The cervix is one of these major reproductive organs. The cervix sits at the base of the uterus and has a versatile mechanical function in pregnancy. First, it must stay closed during gestation while the fetus develops; second, the cervix must remodel sufficiently and timely to dilate and allow delivery. The proper timing and extent of remodeling are critical for a healthy pregnancy. Improper cervical remodeling is a final common pathway to PTB and is the tissue of focus in this thesis. To improve our ability to identify when a PTB birth will occur and ultimately be able to treat those at risk, this thesis will identify the mechanical role of three extracellular matrix (ECM) components at various gestational ages and evaluate the ability of two major hormones to alter cervix function. Using experimental techniques (large-deformation tensile testing, digital-image correlation, imaging, biochemical) and theoretical and computational techniques (constitutive modeling, finite element analysis), the mechanical behavior of whole mouse cervices will be characterized in wild type, genetic knockout, and hormone-treated animals.
First, the loss of both Class-I small leucine rich proteoglycans (SLRPs), decorin and biglycan, is detrimental to cervix function in late gestation. When the cervix should be most compliant and extensible, cervices without decorin and biglycan cannot stretch and are as stiff as the nonpregnant cervix. The loss of these proteoglycans also slows the cervix’s stress dissipation mechanism in late gestation, which could put the cervix at increased risk for damage. The mechanism of stiffening and lost viscoelasticity indicates the fibril crosslinking associated with SLRPs is a structural mechanism of the ECM contributing to cervical remodeling.

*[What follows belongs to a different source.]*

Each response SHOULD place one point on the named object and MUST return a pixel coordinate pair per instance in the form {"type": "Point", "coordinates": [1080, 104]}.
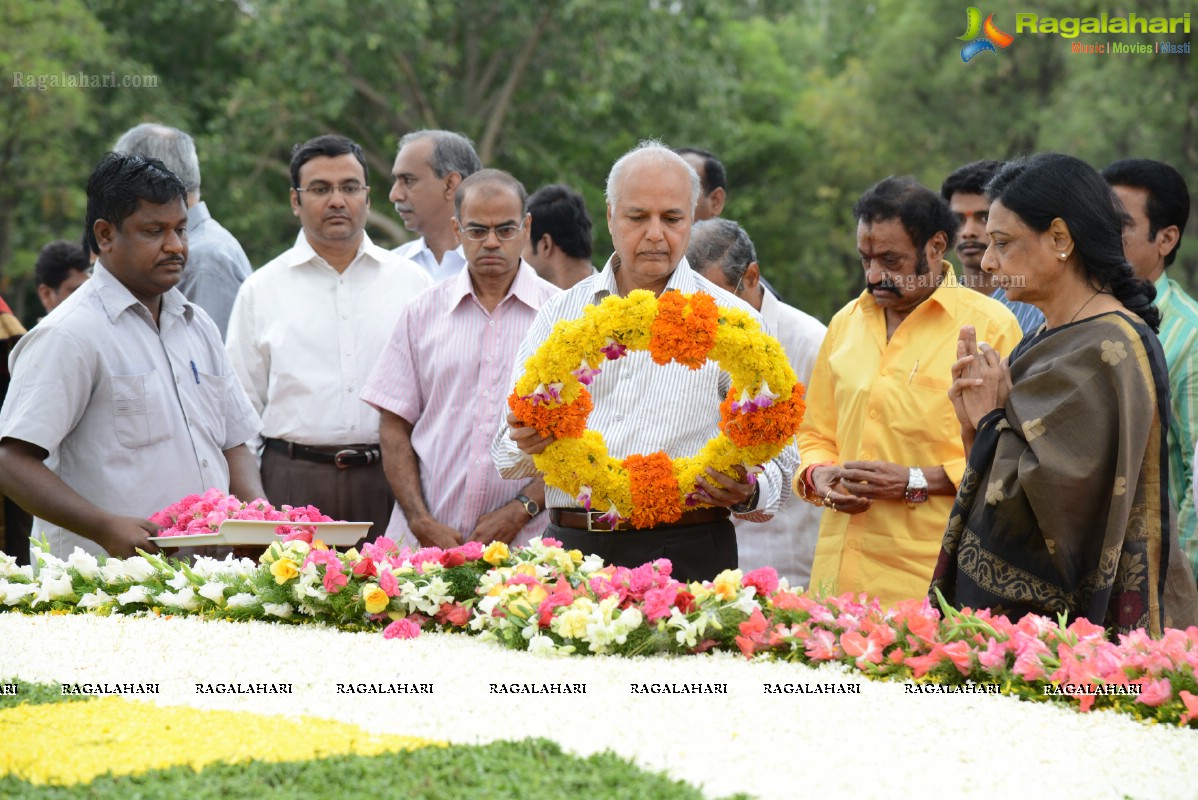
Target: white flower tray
{"type": "Point", "coordinates": [261, 532]}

Second, the loss of hyaluronic acid diminishes the cervix’s mechanical function at every gestational age tested. For nonpregnant to mid-gestational age, the cervix is softer than normal. Though by late gestation, the loss of hyaluronic acid stiffens the cervix; this is at a point when the cervix should be at its softest. The loss of hyaluronic acid also decreases the cervix’s protective stress dissipation mechanism in late gestation. There is limited knowledge of the interaction of collagen, elastic fibers, and hyaluronic acid in the cervix. The significant mechanical role of hyaluronic acid in the cervix warrants exploration of the structural mechanisms of these functional changes.
Third, the loss of endogenous hormones stiffens the tissue and increases extensibility compared to the nonpregnant cervix. The administration of estrogen recovers large amounts of extensibility (beyond the stretch level of a late gestation cervix), stiffens the tissue (such that it is stiffer than a nonpregnant cervix), and recovers a significant amount of cervix strength. Fourth, relaxin increases cervix extensibility in mid-gestation and endows the cervix with viscoelastic ability in late gestation. Altogether, understanding the correlation between these extracellular matrix components, hormones, and functional changes of the cervix is fundamental to teasing out mechanisms of cervical remodeling and developing improved PTB diagnostics and therapeutics.